On ne peut pas changer l'histoire (il est de toute façon décédé en 2014), mais je pense qu'on peut au moins essayer d'atténuer certaines erreurs du passé, ou au moins ne pas les reproduire. Ce qui, je trouve, est quand même pas mal le cas avec ce film où le personnage inspiré de Billy Miligan, ainsi que ses différentes personnalités, sont traitées de façon très manichéenne.
Si je veux pousser le truc, je dirais que le film joue le jeu des médias de l'époque en n'accordant pas à Billy/Kévin toutes les nuances qu'il mérite/ait et en le casant dans la case du Méchant, voire du Monstre. Point Barre.

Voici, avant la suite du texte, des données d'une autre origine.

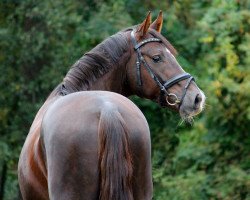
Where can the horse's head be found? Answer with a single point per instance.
(155, 73)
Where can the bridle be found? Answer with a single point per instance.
(166, 84)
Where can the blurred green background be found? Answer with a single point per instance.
(40, 40)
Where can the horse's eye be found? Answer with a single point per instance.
(156, 59)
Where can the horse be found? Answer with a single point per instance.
(88, 140)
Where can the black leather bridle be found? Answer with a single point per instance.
(165, 85)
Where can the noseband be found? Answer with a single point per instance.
(165, 85)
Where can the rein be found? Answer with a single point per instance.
(166, 84)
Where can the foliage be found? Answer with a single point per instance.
(39, 40)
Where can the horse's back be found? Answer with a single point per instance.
(70, 137)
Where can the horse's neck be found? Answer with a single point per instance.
(114, 81)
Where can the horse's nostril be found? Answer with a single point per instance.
(197, 100)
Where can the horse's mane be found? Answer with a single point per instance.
(98, 61)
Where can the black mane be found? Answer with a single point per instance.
(95, 63)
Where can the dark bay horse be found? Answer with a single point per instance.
(88, 141)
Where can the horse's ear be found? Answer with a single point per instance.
(157, 24)
(143, 27)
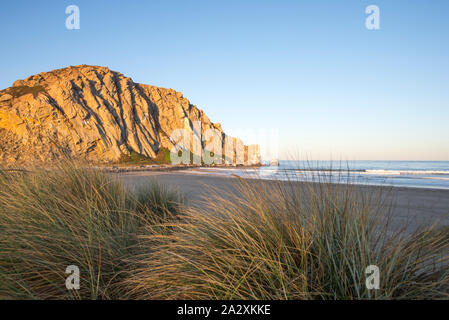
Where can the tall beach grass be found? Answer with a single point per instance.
(293, 240)
(69, 215)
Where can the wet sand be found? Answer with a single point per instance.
(412, 208)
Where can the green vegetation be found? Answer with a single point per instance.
(270, 240)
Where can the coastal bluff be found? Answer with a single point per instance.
(95, 114)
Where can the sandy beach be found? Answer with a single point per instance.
(412, 207)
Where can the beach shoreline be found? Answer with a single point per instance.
(412, 207)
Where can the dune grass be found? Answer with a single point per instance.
(265, 240)
(50, 219)
(274, 240)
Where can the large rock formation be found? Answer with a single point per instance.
(92, 113)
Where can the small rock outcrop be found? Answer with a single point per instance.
(91, 113)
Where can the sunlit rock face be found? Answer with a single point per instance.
(91, 113)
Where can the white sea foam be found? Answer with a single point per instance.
(407, 172)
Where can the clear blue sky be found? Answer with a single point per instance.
(308, 69)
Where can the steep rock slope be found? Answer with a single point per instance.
(92, 113)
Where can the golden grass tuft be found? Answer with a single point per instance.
(275, 240)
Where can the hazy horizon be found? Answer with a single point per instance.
(310, 71)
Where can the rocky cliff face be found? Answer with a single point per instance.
(92, 113)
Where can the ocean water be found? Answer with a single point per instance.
(418, 174)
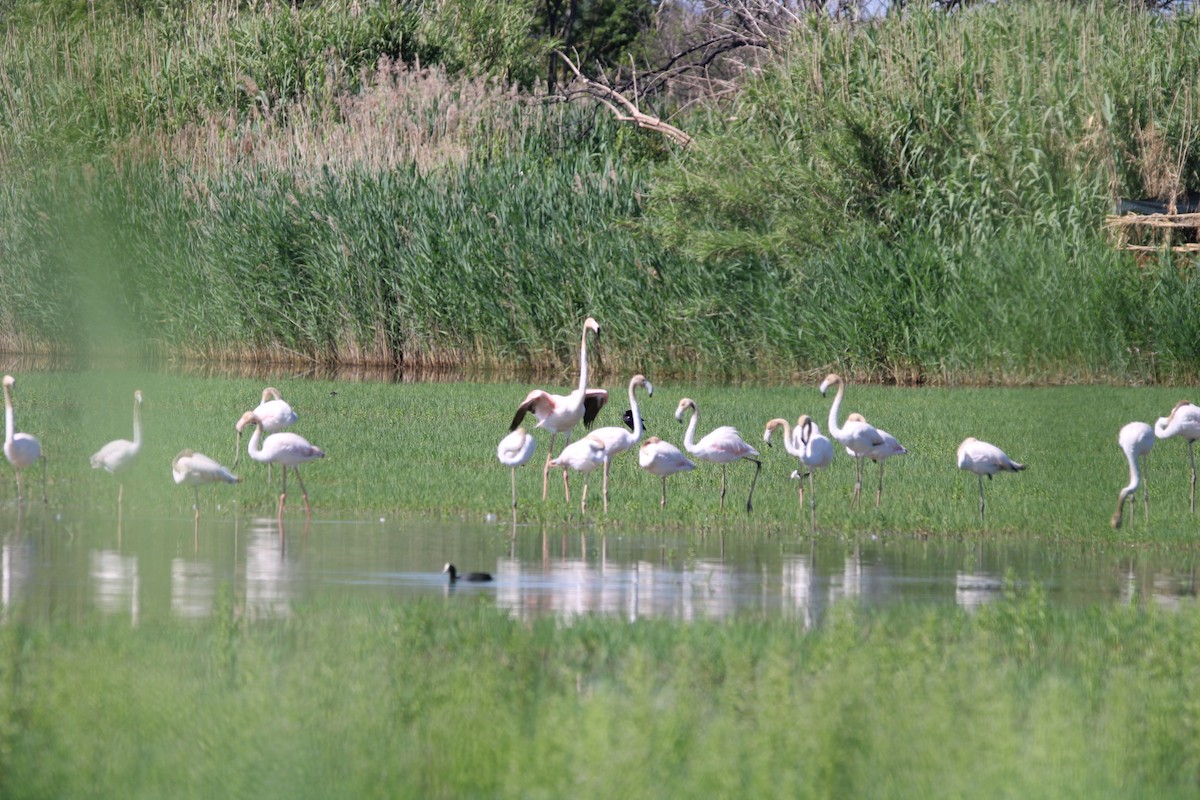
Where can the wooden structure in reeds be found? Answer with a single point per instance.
(1152, 233)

D'ailleurs la Bête, incarnation du Mal Suprême, censée être la 24ème personnalité, n'existe pas chez Billy Miligan. Sa 24ème personnalité est Le Professeur, une "synthèse" des 23 autres, un intellectuel brillant et suprêmement intelligent, doté d'une mémoire absolue... Bref, tout le contraire de cette Bête. Ce qui change finalement tout le sens du personnage... L'ironie étant que les crimes (enlèvements et viols de 3 jeunes filles, soit l'histoire du film en fait) n'ont pas été commis par une "Bête", mais par... la personnalité Aladana, une jeune fille de 19 ans homosexuelle, en cachette des autres personnalités. Tout de suite beaucoup moins manichéen et hollywoodien...

Pour ceux/celles que ça intéresse mais qui ne peuvent/veulent pas lire le livre, cet article http://brigands.over-blog.com/2017/04/vies-et-mort-de-billy-milligan-l-homme-aux-24-personnalites.html résume assez bien l'histoire et contient une description des personnalités principales de Billy Miligan :
Ce passage (il faut comprendre l'emploi du terme "dinguerie" dans le sens "WTF" :cretin:) résume assez bien ma déception rétroactive devant Split : "le réalisateur a comme à son habitude basculé dans le fantastique et le surnaturel, et c'est en un sens dommage, tant l'intrigue de base est en elle-même surréaliste, quoique réelle : « le vrai peut quelque fois n'être pas vraisemblable », disait déjà Boileau. En ajoutant du surnaturel, j'ai bien peur que ce soit toute l'histoire qui apparaisse pure fiction aux yeux du public, alors que le postulat de départ, bien que d'une totale dinguerie, est bel et bien chose vraie."